Но самой нашумевшей публикацией подобного рода стал появившийся в 1964 г. четырехтомный «Евгений Онегин». Первый том содержит предисловие и прозаический перевод пушкинского романа на английский язык, второй и третий тома отданы комментариям, а в четвертый том помещены факсимиле последнего прижизненного издания романа и указатели ко всем томам, составленные Д. Набоковым. Эта публикация вызвала весьма бурную полемику среди специалистов, обусловленную преимущественно установкой Набокова-переводчика на буквалистически-точное воспроизведение пушкинского текста и необычайным педантизмом комментариев. Двуязычие — и как факт собственной биографии, и как объект исследования — всегда занимало Набокова. В своем «Постскриптуме к русскому изданию» романа «Лолита» писатель высказался так: «Телодвижения, ужимки, ландшафты, томление деревьев, запахи, дожди, тающие и переливчатые оттенки природы, все нежно-человеческое (как ни странно!), а также все мужицкое, грубое, сочно-похабное выходит по-русски не хуже, если не лучше, чем по-английски; но столь свойственные английскому тонкие недоговоренности, поэзия мысли, мгновенная перекличка между отвлеченнейшими понятиями, роение односложных эпитетов — все это, а также все, относящееся к технике, модам, спорту, естественным наукам и противоестественным страстям, становится по-русски топорным, многословным, и часто отвратительным в смысле стиля и языка. Эта неувязка отражает основную разницу в историческом плане между зеленым русским литературным языком и зрелым, как лопающаяся по швам смоква, языком английским, между гениальным, но еще недостаточно образованным, а иногда произвольно безвкусным юношей и маститым гением, соединяющим в себе запасы пестрого знания с полной свободой духа».

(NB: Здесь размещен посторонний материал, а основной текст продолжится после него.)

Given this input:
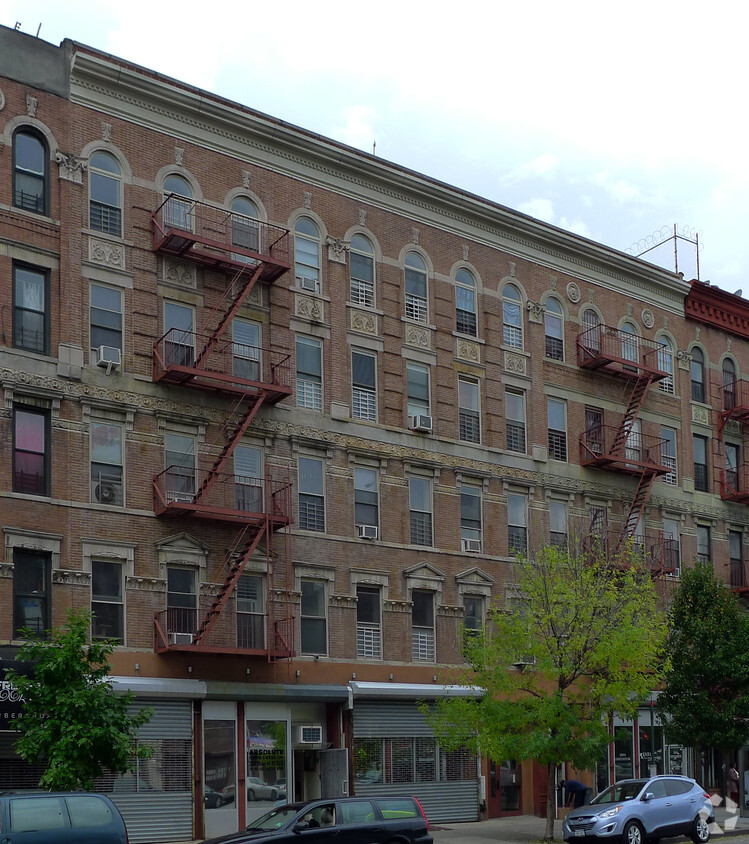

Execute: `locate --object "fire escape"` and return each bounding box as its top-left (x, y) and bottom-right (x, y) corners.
top-left (150, 195), bottom-right (295, 657)
top-left (577, 324), bottom-right (674, 574)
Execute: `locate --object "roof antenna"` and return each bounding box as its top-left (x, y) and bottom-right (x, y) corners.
top-left (372, 140), bottom-right (376, 156)
top-left (36, 23), bottom-right (42, 37)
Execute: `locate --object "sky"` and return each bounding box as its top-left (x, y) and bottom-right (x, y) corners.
top-left (3, 1), bottom-right (746, 291)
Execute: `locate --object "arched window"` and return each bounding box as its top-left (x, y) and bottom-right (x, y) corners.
top-left (657, 336), bottom-right (675, 395)
top-left (294, 217), bottom-right (321, 293)
top-left (620, 321), bottom-right (639, 369)
top-left (231, 196), bottom-right (260, 257)
top-left (581, 308), bottom-right (601, 355)
top-left (691, 348), bottom-right (706, 403)
top-left (405, 253), bottom-right (428, 323)
top-left (89, 151), bottom-right (122, 236)
top-left (163, 174), bottom-right (193, 231)
top-left (502, 284), bottom-right (523, 349)
top-left (13, 129), bottom-right (47, 215)
top-left (723, 358), bottom-right (737, 411)
top-left (455, 268), bottom-right (477, 336)
top-left (350, 234), bottom-right (375, 308)
top-left (544, 298), bottom-right (563, 360)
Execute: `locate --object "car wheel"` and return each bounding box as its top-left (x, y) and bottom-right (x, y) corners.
top-left (692, 815), bottom-right (710, 844)
top-left (624, 821), bottom-right (644, 844)
top-left (270, 789), bottom-right (278, 800)
top-left (247, 789), bottom-right (255, 801)
top-left (217, 796), bottom-right (224, 808)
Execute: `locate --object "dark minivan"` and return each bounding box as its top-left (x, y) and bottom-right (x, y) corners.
top-left (0, 791), bottom-right (128, 843)
top-left (203, 796), bottom-right (432, 844)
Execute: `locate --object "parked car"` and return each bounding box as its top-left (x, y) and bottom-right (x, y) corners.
top-left (563, 776), bottom-right (714, 844)
top-left (201, 795), bottom-right (432, 844)
top-left (205, 786), bottom-right (227, 809)
top-left (0, 791), bottom-right (128, 843)
top-left (246, 776), bottom-right (279, 801)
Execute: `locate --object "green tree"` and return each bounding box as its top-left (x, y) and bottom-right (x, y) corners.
top-left (429, 544), bottom-right (667, 840)
top-left (657, 560), bottom-right (749, 759)
top-left (6, 608), bottom-right (152, 791)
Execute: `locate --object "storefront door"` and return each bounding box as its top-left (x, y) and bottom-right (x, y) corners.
top-left (487, 760), bottom-right (521, 817)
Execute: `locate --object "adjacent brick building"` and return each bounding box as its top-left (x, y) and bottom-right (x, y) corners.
top-left (1, 23), bottom-right (747, 842)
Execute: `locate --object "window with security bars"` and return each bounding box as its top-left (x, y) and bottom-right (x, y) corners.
top-left (0, 734), bottom-right (45, 789)
top-left (412, 590), bottom-right (435, 661)
top-left (296, 336), bottom-right (322, 411)
top-left (461, 485), bottom-right (482, 550)
top-left (356, 585), bottom-right (382, 659)
top-left (299, 456), bottom-right (325, 531)
top-left (658, 338), bottom-right (675, 394)
top-left (352, 350), bottom-right (377, 421)
top-left (89, 151), bottom-right (122, 236)
top-left (661, 427), bottom-right (677, 486)
top-left (354, 737), bottom-right (474, 784)
top-left (547, 399), bottom-right (567, 461)
top-left (409, 476), bottom-right (432, 546)
top-left (458, 377), bottom-right (480, 443)
top-left (354, 737), bottom-right (383, 783)
top-left (14, 263), bottom-right (48, 355)
top-left (549, 500), bottom-right (567, 549)
top-left (696, 525), bottom-right (711, 564)
top-left (455, 268), bottom-right (477, 336)
top-left (544, 299), bottom-right (564, 360)
top-left (237, 574), bottom-right (265, 649)
top-left (508, 493), bottom-right (527, 555)
top-left (730, 530), bottom-right (744, 588)
top-left (350, 234), bottom-right (375, 307)
top-left (94, 739), bottom-right (192, 793)
top-left (505, 390), bottom-right (526, 453)
top-left (693, 435), bottom-right (709, 492)
top-left (502, 284), bottom-right (523, 349)
top-left (14, 129), bottom-right (47, 215)
top-left (691, 348), bottom-right (706, 403)
top-left (407, 362), bottom-right (431, 419)
top-left (405, 253), bottom-right (428, 323)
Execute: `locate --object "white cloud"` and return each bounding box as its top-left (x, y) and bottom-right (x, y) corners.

Переход на английский язык дался Набокову не без труда, сколь бы значительными ни представлялись его результаты, о чем он прямо и недвусмысленно высказался в предисловии к русскому варианту своей мемуарной книги: «Совершенно владея с младенчества и английским и французским, я перешел бы для нужд сочинительства с русского на иностранный язык без труда, будь я, скажем, Джозеф Конрад, который, до того как начал писать по-английски, никакого следа в родной (польской) литературе не оставил, а на избранном языке (английском) искусно пользовался готовыми формулами. Когда, в 1940 году, я решил перейти на английский язык, беда моя заключалась в том, что перед тем, в течение пятнадцати с лишним лет, я писал по-русски и за эти годы наложил собственный отпечаток на свое орудие, на с его посредника. Переходя на другой язык, я отказывался, таким образом, не от языка Аввакума, Пушкина, Толстого — или Иванова, няни, русской публицистики, а от индивидуального, кровного наречия. Долголетняя привычка выражаться по-своему не позволяла довольствоваться на новоизбранном языке трафаретами, — и чудовищные трудности предстоящего перевоплощения, и ужас расставания с живым, ручным существом ввергли меня сначала в состояние, о котором нет надобности распространяться; скажу только, что ни один стоящий на определенном уровне писатель не испытывал его до меня».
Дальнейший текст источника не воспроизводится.